Denver to Glenwood Springs, Colorado
The Journey Takes About Three Hours by Car Via Interstate 70
How Far is It? About 158 Miles
The drive from Denver to Glenwood Springs might be one of the most beautiful journeys in Colorado. On top of that, when you arrive in Glenwood (as it's known by the locals), you are in one of the best spa towns in the country. And unlike, say, the drive from Denver to Colorado Springs, this journey takes you through the jaw dropping Rocky Mountains.
Keep in mind that I-70 occasionally closes, in summer due to canyon washouts farther up the road, and in the winter due to heavy snow. Rock slides can also close the interstate. It is always wise to check with the Colorado Department of Transportation to make sure the road is open before heading anywhere west.
Starting anywhere along I-70 in Denver, the three lane highway first travels through the forested foothills west of town where a herd of buffalo occasionally hangs out by the side of the road. A few homes on the hillsides peek out from the pine trees, and roads here and there radiate from the highway into the nearby mountains. The highway will soon narrow to two lanes going east and west.
The elevation also quickly climbs from the 5,280 feet above sea level in Denver to the 7,648 feet above sea level at around Genesee, an exclusive mountain community about 15 miles west of the metro area.
The change in altitude affects people in different ways. Your ears may feel clogged (yawn or chew gum to "pop" them). You might feel nauseous or light headed, particularly if this is your first time at such a high altitude where the air is so thin.
You will have to get used to the altitude, though, because it keeps increasing until you reach the Continental Divide about 65 miles to the west. At that point you will be 14,278 feet above sea level. From there, you'll descend to the 5,761 feet above sea level at Glenwood.
Mountains are on either side of the highway, with dirt roads occasionally veering off to someone's home. In the summer it's incredibly inspiring and makes you feel a little small. In the winter, it can be a little dicey, even though the road is paved and well-maintained. The biggest headache is usually other drivers. People from out-of-state, usually called, Flatlanders," are the ones driving slowly, worried about the curves, and getting stuck behind them can add extra time to the journey.
The next town you will come to is historic Idaho Springs, a nice little mountain community known for its hot springs. It started out in 1859 as a gold mining town and was the hub of the area's mining operations throughout the late 19th-century. Today, tourists stop in for shopping and lunch on their way to and from the ski towns farther up the mountain.
After Idaho Springs, you will keep getting higher in elevation. Four cylinder cars and 18-wheel, semi-trucks sometimes have difficulty with the grade. It can put a strain on many an engine.
The next town is charming Georgetown, a small but cute place on either side of the highway. This is another popular stopping spot for lunch, shopping or a bathroom break. The main street is a step back in time with old, nicely-restored buildings that now house eateries, galleries and other merchants.
Soon you will reach Loveland, also a ski area and where people mail letters to have them stamped with a Loveland postmark for Valentine's Day, and the Continental Divide. Here at the top of the world, where the air is very thin and the skies are very blue, you will pass through the wide, long, well-ventilated Eisenhower Tunnel to reach the west side of the Divide.
You also have, at least in the summer, the option of actually driving up over Loveland Pass, which crosses across the top of the Divide. This road, Highway 6, is paved and the scenery is absolutely breathtaking, with epic mountain views and steep drop offs (take a peek over the edge, if you dare, and you might see the wrecks of cars who make the mistake of going too fast on this narrow, winding road).
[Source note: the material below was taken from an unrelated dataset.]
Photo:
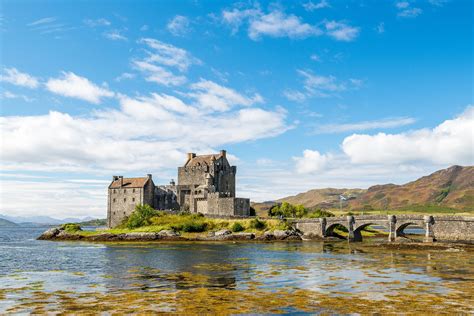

Once you are on the east side of the Rockies, you will come to Dillon, a town with a sparkling lake and a high altitude, laid back affluent atmosphere. This, too, is a favorite stopping place for skiers, as several famous resorts, including Breckenridge, Keystone and Copper Mountain, are just up the mountain.
Beyond Dillon is tony Vail and then its fashionable neighbor Beaver Creek. Finally, beyond all of these is Glenwood Canyon, perhaps the most spectacular drive in all of Colorado. The double decker highway curves and blends with the canyon, allowing breathtaking views of mountains and the Roaring Fork River. The sense of awe is humbling.
Finally, on the other side of the canyon is the town of Glenwood Springs, a wonderful community usually full of tourists and home to the world's largest outdoor hot springs pool. It is a treat like no other.
The End of the Road
It's a long drive from Denver to Glenwood Springs, about four hours when doing the speed limit (!). But do not rush. This kind of mountain scenery is why so many choose to live in Colorado. If you are new to the state or just visiting, soak up the drive and thank Mother Nature for her gorgeous handiwork.
It is also worth noting that Greyhound runs a bus from Denver to Glenwood Springs, and Amtrak has a train traveling between the two towns. The bus takes about four or five hours, and the train ride is not quite six hours long.